SUPPLEMENT DATED DECEMBER 22,2000 TO
PROSPECTUS DATED JANUARY 1,1997

PG&E CORPORATION DIVIDEND REINVESTMENT PLAN

This document supplements and must be used in conjunction with the
prospectus dated January 1,1997 and the prior
prospectus supplement dated June 1,1999.

Please keep this supplement for future reference.

Effective December 22, 2000, the PG&E Corporation Dividend Reinvestment Plan is modified as follows:

Adoption of Shareholder Rights Plan

The following is a summary of the Rights Agreement dated as of December 22, 2000 (the "Rights Agreement") between PG&E Corporation (the "Corporation") and Mellon Investor Services LLC, as Rights Agent (filed as Exhibit 4 to the Corporation's Registration Statement on Form 8-A dated December 22, 2000 (Securities and Exchange Commission File No.001-12609)), which was adopted by the Board of Directors of the Corporation on December 20, 2000. This summary of the Rights Agreement does not purport to be complete and is qualified in its entirety by reference to the provisions of the Rights Agreement.

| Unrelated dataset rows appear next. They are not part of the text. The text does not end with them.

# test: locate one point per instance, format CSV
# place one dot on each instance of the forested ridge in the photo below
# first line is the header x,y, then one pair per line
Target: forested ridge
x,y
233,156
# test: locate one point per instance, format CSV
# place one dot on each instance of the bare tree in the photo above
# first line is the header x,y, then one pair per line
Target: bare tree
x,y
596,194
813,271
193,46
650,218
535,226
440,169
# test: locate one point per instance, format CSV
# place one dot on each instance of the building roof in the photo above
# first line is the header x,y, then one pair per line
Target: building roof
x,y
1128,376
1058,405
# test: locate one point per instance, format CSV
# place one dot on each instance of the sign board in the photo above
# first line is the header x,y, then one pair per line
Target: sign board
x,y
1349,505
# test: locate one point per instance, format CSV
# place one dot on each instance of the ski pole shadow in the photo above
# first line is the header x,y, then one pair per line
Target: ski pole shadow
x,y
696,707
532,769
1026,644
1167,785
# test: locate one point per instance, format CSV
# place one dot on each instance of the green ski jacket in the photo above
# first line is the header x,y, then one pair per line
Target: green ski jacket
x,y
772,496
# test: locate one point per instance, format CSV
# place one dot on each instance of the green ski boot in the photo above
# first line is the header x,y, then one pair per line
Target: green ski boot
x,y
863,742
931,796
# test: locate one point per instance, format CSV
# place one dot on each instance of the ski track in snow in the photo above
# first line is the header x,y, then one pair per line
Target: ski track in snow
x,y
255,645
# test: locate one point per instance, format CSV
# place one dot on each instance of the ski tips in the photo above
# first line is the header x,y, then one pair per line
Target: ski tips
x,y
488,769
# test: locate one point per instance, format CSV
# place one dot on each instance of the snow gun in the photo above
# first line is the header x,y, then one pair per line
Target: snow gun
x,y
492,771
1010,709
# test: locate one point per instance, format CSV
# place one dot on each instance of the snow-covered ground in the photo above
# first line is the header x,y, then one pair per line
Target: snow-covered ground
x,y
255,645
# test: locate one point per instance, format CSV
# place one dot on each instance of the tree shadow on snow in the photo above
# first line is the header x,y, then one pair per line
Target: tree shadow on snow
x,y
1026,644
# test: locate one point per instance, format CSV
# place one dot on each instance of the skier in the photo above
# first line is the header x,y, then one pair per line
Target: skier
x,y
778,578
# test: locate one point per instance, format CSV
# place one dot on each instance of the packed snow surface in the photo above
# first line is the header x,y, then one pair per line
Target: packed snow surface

Under the Rights Agreement, holders of Common Stock of the Corporation will receive, as a distribution, preferred stock purchase rights (the "Rights") at the rate of one Right for each share of Common Stock held as of the close of business on January 2, 2001. One Right will also attach to each share of Common Stock issued thereafter (including shares issued pursuant to the PG&E Corporation Dividend Reinvestment Plan). The Rights will separate from the Common Stock only if a person or group acquires 15% or more of the Corporation's outstanding Common Stock (an "Acquiring Person") or launches a tender or exchange offer that would result in ownership of 15%or more of the Corporation's outstanding Common Stock. Each Right that is not owned by an Acquiring Person entitles the holder of the Right to buy one one-hundredth of one share (a "Unit") of Series A Preferred Stock at an exercise price of $95. The Rights will be exercisable only if a person or group acquires beneficial ownership of 15% or more of the Corporation's outstanding Common Stock or commences a tender or exchange offer which, upon consummation, would result in such person or group owning 15% or more of the Corporation's outstanding Common Stock. If any person becomes the beneficial owner of 15% or more of the Corporation's Common Stock, or if a holder of 15%or more of the Corporation's Common Stock engages in certain self-dealing transactions or a merger transaction in which the Corporation is the surviving corporation and its Common Stock remains outstanding, then each Right not owned by such person (or certain related parties) will entitle its holder to purchase, at the Right's then current exercise price, Units of the Corporation's Series A Preferred Stock (or, in certain circumstances, Corporation Common Stock, cash, property or other securities of the Corporation) having a market value equal to twice the then current exercise price of the Right. In addition, if PG&E Corporation is involved in a merger or other business combination transaction with another person after which its Common Stock does not remain outstanding, or if PG&E Corporation sells 50% or more of its assets or earning power to another person, each Right will entitle its holder to purchase, at the Right's then current exercise price, shares of common stock of the ultimate parent of such other person having a market value equal to twice the then current exercise price of the Right.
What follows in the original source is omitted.